When I listened to Deep Fantasy for the first time, I was painting my nails, hoping to reflect late spring with a shade of pink. I thought about what it means to spend time choosing a color, then applying two coats and waiting for them to dry. I wondered about the radical potential of cosmetics for someone, like me, who constantly checks the circumference of each wrist. Whether I’m painting my nails or drawing winged eyeliner, I’m tuning out a history of hating myself.

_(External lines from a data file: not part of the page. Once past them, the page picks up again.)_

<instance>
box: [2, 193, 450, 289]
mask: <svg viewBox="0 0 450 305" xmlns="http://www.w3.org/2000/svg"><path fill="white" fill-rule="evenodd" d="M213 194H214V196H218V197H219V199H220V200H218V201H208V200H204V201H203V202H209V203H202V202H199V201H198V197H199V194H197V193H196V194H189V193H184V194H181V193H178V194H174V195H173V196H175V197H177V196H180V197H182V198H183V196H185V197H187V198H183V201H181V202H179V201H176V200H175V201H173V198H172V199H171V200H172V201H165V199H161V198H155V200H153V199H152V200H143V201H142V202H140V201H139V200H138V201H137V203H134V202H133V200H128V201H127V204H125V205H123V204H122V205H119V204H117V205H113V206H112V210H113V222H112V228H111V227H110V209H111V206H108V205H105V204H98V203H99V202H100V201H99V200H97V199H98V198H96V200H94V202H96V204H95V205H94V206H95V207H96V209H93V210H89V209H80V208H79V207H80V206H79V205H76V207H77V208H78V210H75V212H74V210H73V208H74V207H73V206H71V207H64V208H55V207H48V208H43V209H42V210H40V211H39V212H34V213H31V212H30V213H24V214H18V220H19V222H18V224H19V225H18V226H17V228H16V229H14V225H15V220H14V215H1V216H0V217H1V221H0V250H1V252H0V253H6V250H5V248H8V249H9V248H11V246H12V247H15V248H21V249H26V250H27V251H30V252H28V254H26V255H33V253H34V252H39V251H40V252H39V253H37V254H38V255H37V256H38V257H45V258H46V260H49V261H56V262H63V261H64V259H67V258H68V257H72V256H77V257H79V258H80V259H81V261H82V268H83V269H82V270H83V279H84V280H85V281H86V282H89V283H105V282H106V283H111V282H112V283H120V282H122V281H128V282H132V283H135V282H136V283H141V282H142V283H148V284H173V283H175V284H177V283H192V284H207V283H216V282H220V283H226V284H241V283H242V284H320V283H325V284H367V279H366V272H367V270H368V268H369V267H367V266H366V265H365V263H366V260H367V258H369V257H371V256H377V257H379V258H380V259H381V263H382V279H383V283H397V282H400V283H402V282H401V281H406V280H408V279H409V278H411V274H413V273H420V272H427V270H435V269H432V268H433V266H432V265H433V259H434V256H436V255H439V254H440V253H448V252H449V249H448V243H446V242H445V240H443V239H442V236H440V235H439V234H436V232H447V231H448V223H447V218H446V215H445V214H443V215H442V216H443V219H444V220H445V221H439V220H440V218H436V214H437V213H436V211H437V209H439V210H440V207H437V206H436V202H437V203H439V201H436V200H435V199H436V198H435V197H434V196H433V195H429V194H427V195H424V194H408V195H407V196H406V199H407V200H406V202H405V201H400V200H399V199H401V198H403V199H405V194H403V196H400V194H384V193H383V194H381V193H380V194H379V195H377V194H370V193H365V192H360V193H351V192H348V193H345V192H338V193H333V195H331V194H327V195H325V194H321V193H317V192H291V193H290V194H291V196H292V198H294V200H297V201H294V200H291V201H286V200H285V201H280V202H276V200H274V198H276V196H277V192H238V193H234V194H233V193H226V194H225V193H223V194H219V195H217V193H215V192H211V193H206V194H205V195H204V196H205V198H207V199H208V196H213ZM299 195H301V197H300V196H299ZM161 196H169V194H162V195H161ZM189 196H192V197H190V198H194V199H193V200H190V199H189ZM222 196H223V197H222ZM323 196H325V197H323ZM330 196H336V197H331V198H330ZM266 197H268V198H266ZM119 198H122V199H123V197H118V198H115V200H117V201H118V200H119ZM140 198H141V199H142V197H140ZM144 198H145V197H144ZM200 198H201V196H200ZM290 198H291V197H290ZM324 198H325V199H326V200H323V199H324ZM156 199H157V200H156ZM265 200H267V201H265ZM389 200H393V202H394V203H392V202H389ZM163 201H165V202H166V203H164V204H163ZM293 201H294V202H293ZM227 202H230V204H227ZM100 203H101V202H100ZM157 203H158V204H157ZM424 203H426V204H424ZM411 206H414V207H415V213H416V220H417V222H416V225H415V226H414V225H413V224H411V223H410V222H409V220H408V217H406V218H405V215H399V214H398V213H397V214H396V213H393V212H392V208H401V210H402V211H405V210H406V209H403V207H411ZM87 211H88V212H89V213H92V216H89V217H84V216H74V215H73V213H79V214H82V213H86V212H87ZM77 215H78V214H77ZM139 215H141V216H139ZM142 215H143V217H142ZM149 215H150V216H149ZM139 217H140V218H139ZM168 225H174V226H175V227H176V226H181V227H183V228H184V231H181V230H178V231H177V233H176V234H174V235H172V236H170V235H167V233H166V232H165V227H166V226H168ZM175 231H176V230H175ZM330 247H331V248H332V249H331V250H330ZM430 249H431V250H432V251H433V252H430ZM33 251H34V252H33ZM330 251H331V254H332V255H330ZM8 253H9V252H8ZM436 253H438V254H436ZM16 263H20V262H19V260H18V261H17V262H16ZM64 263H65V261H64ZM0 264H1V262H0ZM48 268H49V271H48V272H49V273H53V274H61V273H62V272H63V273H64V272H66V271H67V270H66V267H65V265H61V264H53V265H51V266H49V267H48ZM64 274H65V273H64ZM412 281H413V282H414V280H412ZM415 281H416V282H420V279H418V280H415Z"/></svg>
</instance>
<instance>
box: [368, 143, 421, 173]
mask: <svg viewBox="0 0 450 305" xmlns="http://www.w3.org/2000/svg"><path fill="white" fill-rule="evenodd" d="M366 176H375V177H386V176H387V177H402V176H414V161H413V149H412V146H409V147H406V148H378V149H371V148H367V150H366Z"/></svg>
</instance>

Each time I plan a tattoo, I consider curves as canvas. White Lung’s Mish Way has said that “Snake Jaw” deals with body dysmorphia, and the song’s sheer propulsion shuts up every voice that’s ever made me feel like I need to whittle my body down to nothing but angles. I don’t know how to scream like Way, but I’ve realized that I can rail against cultural conditions through permanent ink. I’ve got a one-eyed cat and a swallow that I share with two of my best friends, and I’ve got the words “get lost” that I share with another friend, and I’ve got a flying gramophone from one of my all-time favorite albums. I’m testing power and deciding what matters while reclaiming my body through acts of imagination and honesty.
White Lung demand attention, engaging heart-to-heart conversations while simultaneously rioting. Mish Way owns self-destruction and sticks up for friends and drafts her own rules. She invades and destroys, her voice a thunderclap in a storm of drums and guitar, cracking open brand new space. On “In Your Home,” she screams, “I will burn your throne.” It’s not quite a call to arms, yet such an assertion certainly inspires confrontation, raising hell for the sake of expressing personal agency.

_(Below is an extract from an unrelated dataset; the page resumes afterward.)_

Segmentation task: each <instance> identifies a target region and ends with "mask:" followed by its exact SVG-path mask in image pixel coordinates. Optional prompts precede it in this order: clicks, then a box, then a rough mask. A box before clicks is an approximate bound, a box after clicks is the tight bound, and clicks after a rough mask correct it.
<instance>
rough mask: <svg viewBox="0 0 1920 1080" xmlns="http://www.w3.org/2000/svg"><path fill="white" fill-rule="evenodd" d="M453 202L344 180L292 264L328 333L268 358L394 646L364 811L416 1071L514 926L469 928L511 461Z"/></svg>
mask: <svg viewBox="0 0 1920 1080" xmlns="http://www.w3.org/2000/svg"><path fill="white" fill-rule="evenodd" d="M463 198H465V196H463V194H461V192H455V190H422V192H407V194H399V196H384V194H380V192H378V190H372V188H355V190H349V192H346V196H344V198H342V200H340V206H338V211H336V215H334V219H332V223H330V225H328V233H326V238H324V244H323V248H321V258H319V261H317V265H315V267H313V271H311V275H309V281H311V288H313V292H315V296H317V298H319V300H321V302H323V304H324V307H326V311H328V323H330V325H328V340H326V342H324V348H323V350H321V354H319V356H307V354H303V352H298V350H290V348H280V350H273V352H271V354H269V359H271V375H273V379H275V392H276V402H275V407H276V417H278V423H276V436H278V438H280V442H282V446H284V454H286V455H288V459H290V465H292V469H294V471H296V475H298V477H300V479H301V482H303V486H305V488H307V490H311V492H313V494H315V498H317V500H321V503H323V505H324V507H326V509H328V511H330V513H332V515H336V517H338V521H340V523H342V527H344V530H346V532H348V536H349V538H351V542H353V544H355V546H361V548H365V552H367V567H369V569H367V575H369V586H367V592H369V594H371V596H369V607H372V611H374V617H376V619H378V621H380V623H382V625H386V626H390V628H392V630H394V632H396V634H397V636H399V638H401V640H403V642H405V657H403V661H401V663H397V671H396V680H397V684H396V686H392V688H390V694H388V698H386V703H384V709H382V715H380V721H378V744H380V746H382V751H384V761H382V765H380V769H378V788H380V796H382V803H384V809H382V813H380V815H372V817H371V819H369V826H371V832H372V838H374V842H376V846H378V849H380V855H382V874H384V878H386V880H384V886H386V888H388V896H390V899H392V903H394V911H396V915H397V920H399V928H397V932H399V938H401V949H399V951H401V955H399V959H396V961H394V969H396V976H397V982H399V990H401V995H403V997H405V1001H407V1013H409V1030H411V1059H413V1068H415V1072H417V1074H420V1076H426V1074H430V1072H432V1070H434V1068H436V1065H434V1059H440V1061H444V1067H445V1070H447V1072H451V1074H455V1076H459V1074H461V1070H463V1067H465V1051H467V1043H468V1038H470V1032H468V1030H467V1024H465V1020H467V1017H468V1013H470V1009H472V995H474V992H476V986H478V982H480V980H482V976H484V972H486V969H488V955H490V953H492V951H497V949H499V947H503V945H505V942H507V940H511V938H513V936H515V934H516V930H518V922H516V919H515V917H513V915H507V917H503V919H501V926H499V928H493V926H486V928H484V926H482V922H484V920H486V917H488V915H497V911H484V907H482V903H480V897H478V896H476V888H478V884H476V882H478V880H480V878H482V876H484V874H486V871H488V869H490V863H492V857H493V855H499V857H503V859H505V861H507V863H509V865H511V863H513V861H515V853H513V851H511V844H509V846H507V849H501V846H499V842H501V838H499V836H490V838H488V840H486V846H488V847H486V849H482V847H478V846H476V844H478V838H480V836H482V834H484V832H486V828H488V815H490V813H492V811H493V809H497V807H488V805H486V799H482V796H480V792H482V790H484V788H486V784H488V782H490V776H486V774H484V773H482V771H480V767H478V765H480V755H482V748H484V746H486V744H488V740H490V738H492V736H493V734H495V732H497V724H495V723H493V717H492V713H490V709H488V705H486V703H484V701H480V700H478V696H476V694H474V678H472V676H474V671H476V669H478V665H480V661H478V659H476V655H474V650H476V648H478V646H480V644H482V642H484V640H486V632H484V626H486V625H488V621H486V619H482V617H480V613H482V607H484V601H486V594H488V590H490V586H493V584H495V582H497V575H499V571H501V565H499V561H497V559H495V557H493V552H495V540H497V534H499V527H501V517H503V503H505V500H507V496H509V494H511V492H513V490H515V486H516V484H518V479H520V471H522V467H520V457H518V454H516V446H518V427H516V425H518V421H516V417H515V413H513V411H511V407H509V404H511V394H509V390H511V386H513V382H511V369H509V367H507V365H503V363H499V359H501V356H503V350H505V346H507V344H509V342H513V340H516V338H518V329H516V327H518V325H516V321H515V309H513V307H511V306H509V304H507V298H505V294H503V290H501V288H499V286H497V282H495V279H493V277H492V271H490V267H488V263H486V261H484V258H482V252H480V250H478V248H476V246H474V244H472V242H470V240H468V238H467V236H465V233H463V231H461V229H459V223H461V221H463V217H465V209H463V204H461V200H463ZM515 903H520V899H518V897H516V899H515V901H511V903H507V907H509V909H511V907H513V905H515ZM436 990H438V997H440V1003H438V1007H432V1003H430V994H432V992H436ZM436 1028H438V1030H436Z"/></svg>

I wonder if anyone in White Lung is afraid of anything.
I doubt it.
I’m afraid of speaking up, because I don’t want to sound stupid or boring. I keep quiet around most people. I’m afraid of starting a band, even though I’ve wanted to start a band for years. It’s been forever since I’ve played guitar. I don’t know how to command attention or convince anyone to listen, and I’d prefer if no one ever looked at me. I’m afraid of fucking up.
Writing about Deep Fantasy makes me nervous, because I can’t help but think about feminism. For a long time, I wasn’t sure how to talk about feminism, because I hadn’t read much theory or listened to much Riot Grrrl, and I didn’t want to sound uninformed or irrelevant or weird. Yet, I’ve recently realized that I can learn from anyone, including myself, that I can study my own experiences alongside whatever texts and albums I’ve chosen to compile. When I listen to Deep Fantasy, I know that I’m not alone when I’m feeling angry or crazy, and I know that I’m not wrong either.